Sartim A G, Sartim M A, Cummings R D, Dias-Baruffi M, Joca S R
Department of Biomolecular Sciences, School of Pharmaceutical Science of Ribeirão Preto, University of São Paulo, Ribeirão Preto, SP, Brazil.
Basic and Applied Immunology Graduate Program, Institute of Biological Sciences, Federal University of Amazonas, Manaus, AM, Brazil.
Physiol Behav. 2020 Jun 1;220:112862. doi: 10.1016/j.physbeh.2020.112862. Epub 2020 Mar 7.
Galectin-1 (Gal-1) and galectin-3 (Gal-3) are multifunctional glycan-binding proteins, expressed in the brain and in its limbic structures that are involved in behavioral control. Gal-1 induces the expression of the brain-derived neurotrophic factor (BDNF) and promotes adult neural stem cells proliferation, biological events impaired in stress-related psychiatric disorders, such as depression and anxiety. Despite that, there is no evidence regarding galectin involvement in emotional control during stressful situations. Thus, we analyzed the behavioral phenotype of Gal-1 or Gal-3 knock-out mice (Gal-1 KO or Gal-3 KO) in different experimental models predictive of depressive and compulsive-like behaviors.
C57BL-6 Gal-1 KO, Gal-3 KO, and wild-type mice (WT) were analyzed under the open field test (OFT) and, 6 h later, under the forced swim test (FST). Additionally, independent groups of male mice, lacking galectins or not, were exposed to the tail suspension test (TST) or to the marble burying test (MBT). The hippocampus and prefrontal cortex (PFC) of the mice submitted to MBT were dissected to access BDNF levels.
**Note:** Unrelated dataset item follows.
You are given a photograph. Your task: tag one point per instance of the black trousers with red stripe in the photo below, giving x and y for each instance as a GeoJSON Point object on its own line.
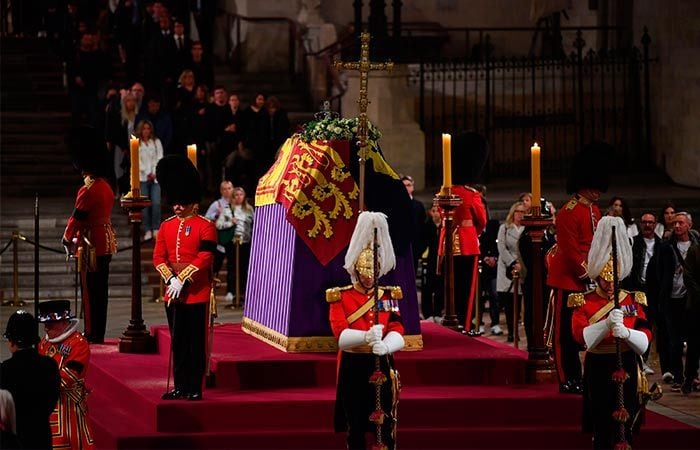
{"type": "Point", "coordinates": [566, 349]}
{"type": "Point", "coordinates": [188, 327]}
{"type": "Point", "coordinates": [95, 299]}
Both Gal-1 and Gal-3 KO mice showed increased time of immobility in the FST and in the TST compared to WT animals, thus reflecting an impaired stress-coping behavior. Additionally, Gal-1 and Gal-3 KO female mice presented increased compulsive-like behavior in the MBT, without significant changes in the locomotor activity. BDNF levels were found to be decreased in the PFC of Gal-1 KO mice.
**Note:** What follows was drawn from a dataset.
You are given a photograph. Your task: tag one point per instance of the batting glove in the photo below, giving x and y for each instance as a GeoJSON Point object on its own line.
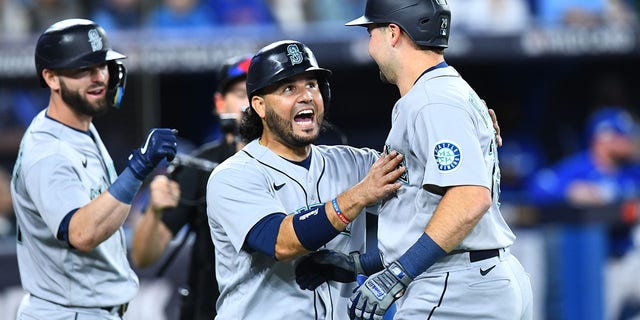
{"type": "Point", "coordinates": [159, 144]}
{"type": "Point", "coordinates": [372, 299]}
{"type": "Point", "coordinates": [321, 266]}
Our results demonstrate that the absence of either endogenous Gal-1 and Gal-3 impairs stress-coping and increases compulsive-like behavior, suggesting that Gal-1 and Gal-3 are involved in the neurobiology of depression and obsessive-compulsive-like disorder.
半乳糖凝集素-1(Gal-1)和半乳糖凝集素-3(Gal-3)是多功能聚糖结合蛋白,在大脑及其参与行为控制的边缘结构中表达。Gal-1诱导脑源性神经营养因子(BDNF)的表达并促进成年神经干细胞增殖,而这些生物学事件在与压力相关的精神疾病(如抑郁症和焦虑症)中受损。尽管如此,尚无证据表明半乳糖凝集素在应激情况下参与情绪控制。因此,我们在预测抑郁和强迫样行为的不同实验模型中分析了Gal-1或Gal-3基因敲除小鼠(Gal-1 KO或Gal-3 KO)的行为表型。
对C57BL-6 Gal-1 KO、Gal-3 KO和野生型小鼠(WT)进行旷场试验(OFT)分析,并在6小时后进行强迫游泳试验(FST)。此外,独立的雄性小鼠组,无论是否缺乏半乳糖凝集素,均接受悬尾试验(TST)或埋大理石试验(MBT)。对接受MBT试验的小鼠的海马体和前额叶皮质(PFC)进行解剖以检测BDNF水平。
与WT动物相比,Gal-1和Gal-3 KO小鼠在FST和TST中的不动时间均增加,从而反映出应激应对行为受损。此外,Gal-1和Gal-3 KO雌性小鼠在MBT中表现出增加的强迫样行为,运动活动无明显变化。发现Gal-1 KO小鼠的PFC中BDNF水平降低。
我们的结果表明,内源性Gal-1和Gal-3的缺失会损害应激应对并增加强迫样行为,表明Gal-1和Gal-3参与抑郁症和强迫样障碍的神经生物学过程。